Another ground of objection is, that the referees disallowed a certain note produced by the defendant for about $54.00 ; that this note was rejected against the evidence before the referees, and in consequence of some extra-judicial statement, not under oath, made to some of them by a third person before the hearing, and not known to the defendant. And one of the referees now admits, that their information thus derived was erroneous.

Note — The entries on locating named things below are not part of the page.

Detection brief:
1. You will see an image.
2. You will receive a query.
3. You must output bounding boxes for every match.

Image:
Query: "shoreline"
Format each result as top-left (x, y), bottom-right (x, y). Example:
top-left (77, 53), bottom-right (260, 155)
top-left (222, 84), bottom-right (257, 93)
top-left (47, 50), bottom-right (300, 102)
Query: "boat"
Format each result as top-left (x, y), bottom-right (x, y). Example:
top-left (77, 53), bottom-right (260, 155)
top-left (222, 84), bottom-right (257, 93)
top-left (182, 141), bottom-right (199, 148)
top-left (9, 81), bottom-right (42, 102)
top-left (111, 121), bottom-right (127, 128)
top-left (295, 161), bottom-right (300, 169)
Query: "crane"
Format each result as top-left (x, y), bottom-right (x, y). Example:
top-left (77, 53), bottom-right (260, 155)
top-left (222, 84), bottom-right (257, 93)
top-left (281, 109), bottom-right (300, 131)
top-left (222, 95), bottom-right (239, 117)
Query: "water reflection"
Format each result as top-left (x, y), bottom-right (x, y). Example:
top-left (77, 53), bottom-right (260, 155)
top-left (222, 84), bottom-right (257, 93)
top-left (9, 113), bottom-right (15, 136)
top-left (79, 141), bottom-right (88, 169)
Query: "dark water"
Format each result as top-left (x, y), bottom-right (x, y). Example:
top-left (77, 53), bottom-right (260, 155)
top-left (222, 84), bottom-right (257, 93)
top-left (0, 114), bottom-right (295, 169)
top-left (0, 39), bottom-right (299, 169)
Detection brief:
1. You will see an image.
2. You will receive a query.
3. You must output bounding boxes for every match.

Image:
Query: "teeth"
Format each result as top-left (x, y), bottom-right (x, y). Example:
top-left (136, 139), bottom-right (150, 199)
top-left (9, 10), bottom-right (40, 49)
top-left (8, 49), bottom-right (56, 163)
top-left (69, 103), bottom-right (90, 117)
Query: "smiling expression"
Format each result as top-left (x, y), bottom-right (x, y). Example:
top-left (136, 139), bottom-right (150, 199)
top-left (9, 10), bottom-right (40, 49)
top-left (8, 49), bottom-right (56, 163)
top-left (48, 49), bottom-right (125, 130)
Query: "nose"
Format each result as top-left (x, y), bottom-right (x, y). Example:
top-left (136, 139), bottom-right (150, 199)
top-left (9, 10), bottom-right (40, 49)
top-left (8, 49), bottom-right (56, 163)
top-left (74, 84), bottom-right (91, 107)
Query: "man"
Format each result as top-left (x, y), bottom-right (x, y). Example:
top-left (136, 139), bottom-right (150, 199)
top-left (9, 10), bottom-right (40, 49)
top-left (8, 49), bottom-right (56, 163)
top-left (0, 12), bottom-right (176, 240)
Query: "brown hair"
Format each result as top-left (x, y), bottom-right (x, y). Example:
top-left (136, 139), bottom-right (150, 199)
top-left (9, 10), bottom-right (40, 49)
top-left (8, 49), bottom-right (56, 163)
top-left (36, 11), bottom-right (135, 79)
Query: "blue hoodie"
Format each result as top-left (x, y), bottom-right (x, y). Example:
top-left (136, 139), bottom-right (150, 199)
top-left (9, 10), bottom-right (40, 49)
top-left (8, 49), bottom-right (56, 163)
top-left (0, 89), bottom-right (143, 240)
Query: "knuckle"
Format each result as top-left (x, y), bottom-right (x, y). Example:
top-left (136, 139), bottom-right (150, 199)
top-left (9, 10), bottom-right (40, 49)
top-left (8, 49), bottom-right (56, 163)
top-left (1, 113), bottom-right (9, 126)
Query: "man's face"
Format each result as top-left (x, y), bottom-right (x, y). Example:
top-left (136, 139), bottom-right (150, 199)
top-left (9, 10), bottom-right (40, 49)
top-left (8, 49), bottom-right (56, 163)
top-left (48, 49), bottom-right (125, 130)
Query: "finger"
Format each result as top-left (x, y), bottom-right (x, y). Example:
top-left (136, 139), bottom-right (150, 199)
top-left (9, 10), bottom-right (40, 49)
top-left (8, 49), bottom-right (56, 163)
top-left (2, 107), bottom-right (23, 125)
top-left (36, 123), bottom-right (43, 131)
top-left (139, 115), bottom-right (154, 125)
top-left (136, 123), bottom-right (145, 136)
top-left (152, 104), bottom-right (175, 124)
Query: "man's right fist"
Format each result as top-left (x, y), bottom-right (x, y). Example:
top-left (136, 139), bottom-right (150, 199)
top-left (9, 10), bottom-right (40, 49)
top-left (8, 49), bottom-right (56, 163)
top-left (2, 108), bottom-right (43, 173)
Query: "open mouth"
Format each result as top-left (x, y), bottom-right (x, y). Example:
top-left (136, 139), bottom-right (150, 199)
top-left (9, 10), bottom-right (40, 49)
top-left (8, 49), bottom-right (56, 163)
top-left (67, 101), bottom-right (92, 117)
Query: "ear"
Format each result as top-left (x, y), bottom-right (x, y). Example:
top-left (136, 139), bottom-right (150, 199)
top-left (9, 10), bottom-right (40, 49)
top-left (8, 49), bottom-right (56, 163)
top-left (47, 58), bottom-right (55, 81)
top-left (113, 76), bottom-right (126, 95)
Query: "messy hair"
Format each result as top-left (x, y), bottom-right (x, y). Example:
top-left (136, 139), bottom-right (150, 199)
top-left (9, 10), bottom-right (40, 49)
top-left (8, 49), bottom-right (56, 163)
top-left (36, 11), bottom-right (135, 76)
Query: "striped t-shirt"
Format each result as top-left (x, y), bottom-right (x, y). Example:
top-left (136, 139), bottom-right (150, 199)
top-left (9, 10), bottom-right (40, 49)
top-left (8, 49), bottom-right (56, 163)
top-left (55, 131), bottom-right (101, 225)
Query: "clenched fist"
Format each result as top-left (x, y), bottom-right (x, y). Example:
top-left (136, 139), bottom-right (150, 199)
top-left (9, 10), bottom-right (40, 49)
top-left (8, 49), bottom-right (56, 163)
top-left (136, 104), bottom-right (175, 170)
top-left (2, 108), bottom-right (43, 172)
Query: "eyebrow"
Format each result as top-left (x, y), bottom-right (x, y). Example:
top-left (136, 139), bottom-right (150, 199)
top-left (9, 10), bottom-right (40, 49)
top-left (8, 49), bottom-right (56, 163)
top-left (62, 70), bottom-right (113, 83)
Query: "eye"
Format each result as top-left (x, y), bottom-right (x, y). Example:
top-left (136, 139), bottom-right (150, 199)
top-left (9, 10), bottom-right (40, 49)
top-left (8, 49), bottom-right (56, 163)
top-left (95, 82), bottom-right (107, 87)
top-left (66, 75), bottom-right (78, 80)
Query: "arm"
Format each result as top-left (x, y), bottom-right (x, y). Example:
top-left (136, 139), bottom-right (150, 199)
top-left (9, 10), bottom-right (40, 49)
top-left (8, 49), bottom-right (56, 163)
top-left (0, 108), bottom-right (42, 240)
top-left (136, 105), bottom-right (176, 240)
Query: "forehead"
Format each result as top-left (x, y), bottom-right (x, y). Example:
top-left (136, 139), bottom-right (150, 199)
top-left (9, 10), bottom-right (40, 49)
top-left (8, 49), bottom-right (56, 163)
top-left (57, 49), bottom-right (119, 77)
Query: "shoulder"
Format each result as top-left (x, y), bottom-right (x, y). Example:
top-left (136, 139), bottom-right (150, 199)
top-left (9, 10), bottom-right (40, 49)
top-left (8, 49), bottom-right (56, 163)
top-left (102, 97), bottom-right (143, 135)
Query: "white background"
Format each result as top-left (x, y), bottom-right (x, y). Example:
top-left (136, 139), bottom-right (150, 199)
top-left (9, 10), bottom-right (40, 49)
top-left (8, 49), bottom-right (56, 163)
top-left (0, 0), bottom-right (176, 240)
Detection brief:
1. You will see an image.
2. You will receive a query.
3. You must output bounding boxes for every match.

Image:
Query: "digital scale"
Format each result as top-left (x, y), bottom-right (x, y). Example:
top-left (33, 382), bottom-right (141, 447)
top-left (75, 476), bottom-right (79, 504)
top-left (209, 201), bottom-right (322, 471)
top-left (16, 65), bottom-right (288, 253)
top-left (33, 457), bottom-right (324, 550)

We think that in both particulars the proceedings of the referees were improper, and that their report cannot be sustained. It is of the first importance, that all hearings before referees should be in presence of both parties ; or, at least, after full notice to them, when referees are authorized to proceed ex parte. If referees may consult with one party in the absence of the other ; if they may receive and act upon hearsay testimony, not communicated to the party, there is no safety for those who have submitted to their jurisdiction. The integrity of the referees even, is, in such case, no security to the party; for it may happen, as it has in this case, that they may be misled by information which, had it been communicated to the other party, could at once have been rebutted and explained.

The first objection applies to the former report, which has already been set aside ; and had it been known to the defendant before the last hearing, it might deserve consideration whether he could now be heard to make it. 10 Pick. 277. But the fact is stated otherwise. If the objection were merely that the referees had committed a mistake in the first award, which, for aught appearing, had been corrected in the one now before us, there would be no occasion for interference. But the objection goes deeper. It goes to the fitness-; of the referees to decide between these parties. In the¡ language of the court in 2 Vesey, already cited, if the *167arbitrators hold private meetings with one of the parties, and admit him to be heard to induce an alteration in their award, this is such gross ■partiality as to induce a court of equity to set it aside ; and the same partiality must ever make them unfit judges of that matter between those parties. It may indeed be that in this ease the referees intended to act impartially, and were sensible of no bias towards either party. But the objections being of such a character ; no attempt having been made to explain them ; and as it is somewhat extraordinary that an award made upon the hearing of the parties should afterwards be altered from $450 to $1000.00, on the mere ex parte statement of the plaintiff, we think the interests of justice will be best promoted by setting aside the report, and leaving the parties to their remedies at law.

Wilson, for the defendant. Chamberlain, for the plaintiff.